I’m kind of thankful that I came into the missional conversation late and that I entered into it looking firstly at missional theology rather than practice. Here I found the beauty in missional theology and its function as a ‘purifying’ agent to the consumerist church. I read Newbigin, Craig van Gelder, Darrell Guder, Vanhoozer, Hunsberger, Roxburgh primarily instead of the practitioners of today. I think as a result my understanding of missional is more about what the church is rather than what the church does. The church in essence is an expression of and a vehicle for the Missio Dei. So the church, like God, is missional in essence. This then shapes everything we do not just our outreach activities but everything. Being missional is not about doing more activities that are outward oriented but it is a way of being as God’s people. To me it’s more about the formation of God’s people rather than the idea that we need to step up in serving our community and world, even though it includes that as well.
So that’s why I think that the formation of a missional people is the most important thing in the missional conversation. Historically we have polarised formation (or discipleship/spiritual formation, call it what you like) and mission/outreach/evangelism. We have said things like ‘we need to be formed into disciples first and then go out on mission’. Some Christians have even said things like ‘I’m more into discipleship not really evangelism. I’ll leave that for others to use that gift’. Or alternatively as I’ve said, because we have misunderstood missional we end up doing missional activities without thinking through a proper discipleship process. That leads to burnout coming from a primarily activistic and pragmatic orientation. We know this has always been a false dichotomy but the happy truth is that missional theology brings these two characteristics of God’s people together. It’s not that one comes before the other, it’s not that one needs to be emphasised more than the other. Mission and discipleship happen simultaneously as God by his Spirit relentlessly engages in the process of the formation of a missional people- his church.

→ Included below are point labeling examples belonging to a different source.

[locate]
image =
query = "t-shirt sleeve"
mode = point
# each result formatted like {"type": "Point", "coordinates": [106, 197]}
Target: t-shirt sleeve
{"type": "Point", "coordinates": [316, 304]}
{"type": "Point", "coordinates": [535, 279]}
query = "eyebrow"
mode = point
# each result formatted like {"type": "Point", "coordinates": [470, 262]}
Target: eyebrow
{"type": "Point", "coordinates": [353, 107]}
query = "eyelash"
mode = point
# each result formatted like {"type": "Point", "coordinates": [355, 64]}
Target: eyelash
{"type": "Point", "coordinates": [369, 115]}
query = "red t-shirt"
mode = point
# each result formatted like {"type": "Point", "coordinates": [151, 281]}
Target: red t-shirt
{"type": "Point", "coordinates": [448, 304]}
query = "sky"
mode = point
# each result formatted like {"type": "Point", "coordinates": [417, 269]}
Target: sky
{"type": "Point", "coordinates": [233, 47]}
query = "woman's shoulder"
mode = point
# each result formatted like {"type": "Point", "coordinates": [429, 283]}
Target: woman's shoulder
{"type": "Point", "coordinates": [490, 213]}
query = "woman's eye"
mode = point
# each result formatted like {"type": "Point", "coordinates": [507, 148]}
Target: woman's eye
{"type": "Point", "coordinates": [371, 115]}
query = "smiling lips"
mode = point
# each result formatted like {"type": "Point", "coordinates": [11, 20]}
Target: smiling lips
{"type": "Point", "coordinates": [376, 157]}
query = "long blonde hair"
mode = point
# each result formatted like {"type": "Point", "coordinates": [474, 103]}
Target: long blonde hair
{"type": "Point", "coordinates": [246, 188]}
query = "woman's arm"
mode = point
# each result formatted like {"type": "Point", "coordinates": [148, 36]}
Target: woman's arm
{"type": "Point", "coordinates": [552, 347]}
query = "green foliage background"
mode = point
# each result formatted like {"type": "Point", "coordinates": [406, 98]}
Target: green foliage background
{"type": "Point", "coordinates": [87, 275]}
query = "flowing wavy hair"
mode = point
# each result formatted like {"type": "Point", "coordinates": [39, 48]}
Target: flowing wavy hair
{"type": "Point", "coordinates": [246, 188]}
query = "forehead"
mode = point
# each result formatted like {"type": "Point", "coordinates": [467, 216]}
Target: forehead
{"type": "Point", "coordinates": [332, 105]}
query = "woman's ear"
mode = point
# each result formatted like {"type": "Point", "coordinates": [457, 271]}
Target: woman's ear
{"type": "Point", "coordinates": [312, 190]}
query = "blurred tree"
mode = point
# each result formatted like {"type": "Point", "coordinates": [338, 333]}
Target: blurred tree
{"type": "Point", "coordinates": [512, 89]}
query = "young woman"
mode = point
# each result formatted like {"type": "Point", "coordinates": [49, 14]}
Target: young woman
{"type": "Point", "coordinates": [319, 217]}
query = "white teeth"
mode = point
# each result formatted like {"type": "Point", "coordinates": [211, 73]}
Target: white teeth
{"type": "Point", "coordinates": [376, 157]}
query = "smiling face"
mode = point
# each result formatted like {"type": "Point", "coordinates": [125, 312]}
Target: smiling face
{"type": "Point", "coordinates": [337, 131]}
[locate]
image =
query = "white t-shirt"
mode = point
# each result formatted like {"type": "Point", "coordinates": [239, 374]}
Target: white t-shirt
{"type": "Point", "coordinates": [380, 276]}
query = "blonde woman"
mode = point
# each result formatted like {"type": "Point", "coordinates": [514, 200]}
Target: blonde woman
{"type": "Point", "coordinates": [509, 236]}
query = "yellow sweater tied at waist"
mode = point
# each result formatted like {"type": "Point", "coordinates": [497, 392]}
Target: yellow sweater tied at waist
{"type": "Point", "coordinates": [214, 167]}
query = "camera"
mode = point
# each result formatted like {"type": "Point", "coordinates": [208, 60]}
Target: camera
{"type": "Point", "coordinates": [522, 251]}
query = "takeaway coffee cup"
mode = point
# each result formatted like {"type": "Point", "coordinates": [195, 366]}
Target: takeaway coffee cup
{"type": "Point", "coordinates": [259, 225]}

So based on a missional theology, what does the formation of a missional church look like? Firstly what comes to mind is that a missional church is kenotic. We know that Christ ‘emptied himself’ and served us as he was sent into the world to die for us. This self sacrifice, loss of control, surrender, humility is to be our way of life as a missional people. Secondly a missional church is Trinitarian. The Father sends the Son into the world, the Son sends the church into the world and the Spirit empowers the Christian to be the presence of God in the world. This unity, mutuality, hospitality and interdependence within the Godhead are a model for the church in the way that we relate to one another in community and in our world. Thirdly a missional church is incarnational. God was embodied in the person of Jesus sent into our world. His ‘strategy’ was incarnation, becoming an intimate presence that touches our lives with love. Lastly a missional church is pneumatological. In other words it takes the Holy Spirit seriously. God is already on his mission and it is up to us to discern where he is moving in order to engage with his activity.
What would it look like to establish practices around these four characteristics of a missional church so that the people of God are shaped and formed into a missional people? Does it mean practicing self surrender as a daily discipline? Would it mean building better community to reflect God’s Trinitarian nature? Could we take the Holy Spirit more seriously and learn as a community how to better discern the presence of God? Must we think through how to more profoundly embody and incarnate the presence of Love in our community? To me this goes beyond mere missional activity and instead invites us to enter into that subversive alternative story which is the story of the kingdom of God.